Io mi sento quasi italiano perché il mio lato artistico è nato a Venezia. Mio zio insegnava al conservatorio di Venezia e io lo andavo a visitare spesso. Così conobbi il Giorgione, Bellini, l’arte veneziana e poi gli artisti fiorentini. Fu amore a prima vista, l’Italia è sempre nei miei pensieri. Quando studiavo per diventare pittore, il momento rivelatorio per me fu alla Galleria dell’Accademia di Venezia davanti alla “Tempesta” del Giorgione, il mio dipinto preferito. In quel momento topico della mia giovinezza dovevo decidere chi sarei diventato; guardando quel dipinto mi ci sono perso dentro e ho avuto la stessa sensazione anche al cinema, durante la scena del parco nel film “Blow Up”. In quel momento ho pensato che se Giorgione fosse stato ancora vivo sarebbe stato Michelangelo Antonioni. Questa fu la scintilla che mi fece lasciare l’accademia d’arte e iscrivere alla scuola di cinema. Quando ero al secondo anno Michelangelo Antonioni visitò la mia scuola. Gli chiesi se quando arrivava sul set si ricordava tutto ciò che doveva fare, oppure se andava a sentimento: lui mi disse che cercava di dimenticare tutto quello che si sarebbe dovuto fare sul set, perché voleva osservare la realtà che gli si presentava in quel preciso istante. E questa fu la più grande lezione di cinema che abbia mai avuto in tutta la mia vita: scoprire ogni cosa e vederla come se fosse per la prima volta.

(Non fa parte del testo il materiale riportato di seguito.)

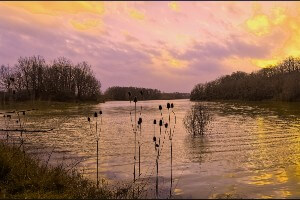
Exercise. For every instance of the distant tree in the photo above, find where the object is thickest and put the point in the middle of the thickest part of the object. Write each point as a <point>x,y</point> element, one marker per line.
<point>60,80</point>
<point>280,82</point>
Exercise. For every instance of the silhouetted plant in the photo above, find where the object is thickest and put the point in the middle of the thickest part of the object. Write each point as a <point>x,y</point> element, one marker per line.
<point>197,119</point>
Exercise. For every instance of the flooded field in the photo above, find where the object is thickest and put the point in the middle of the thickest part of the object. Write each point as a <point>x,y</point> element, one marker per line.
<point>251,150</point>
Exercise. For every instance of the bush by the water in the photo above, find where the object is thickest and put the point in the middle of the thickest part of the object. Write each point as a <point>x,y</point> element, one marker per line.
<point>197,119</point>
<point>23,177</point>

Definirebbe Valley of the Gods un film sull’amore?
Assolutamente. Valley of the Gods è un film sull’amore, perché tutte le storie raccontano dell’amore o della sua mancanza.
Un altro tema ricorrente è quello della perdita, che la nostra società ha sempre tentato di censurare e nascondere. In questi mesi di pandemia siamo stati costretti ad affrontarla e guardarla in faccia ogni giorno. Qual è il suo pensiero a riguardo, alla luce di ciò che stiamo ancora affrontando?
La nostra civiltà ha allontanato la morte da noi. Ma la morte può essere la nostra migliore amica e consigliera: quando abbiamo dei dubbi su quello che dobbiamo fare nella vita, dovremmo chiedere consiglio alla nostra morte, lì si troverebbe la risposta migliore.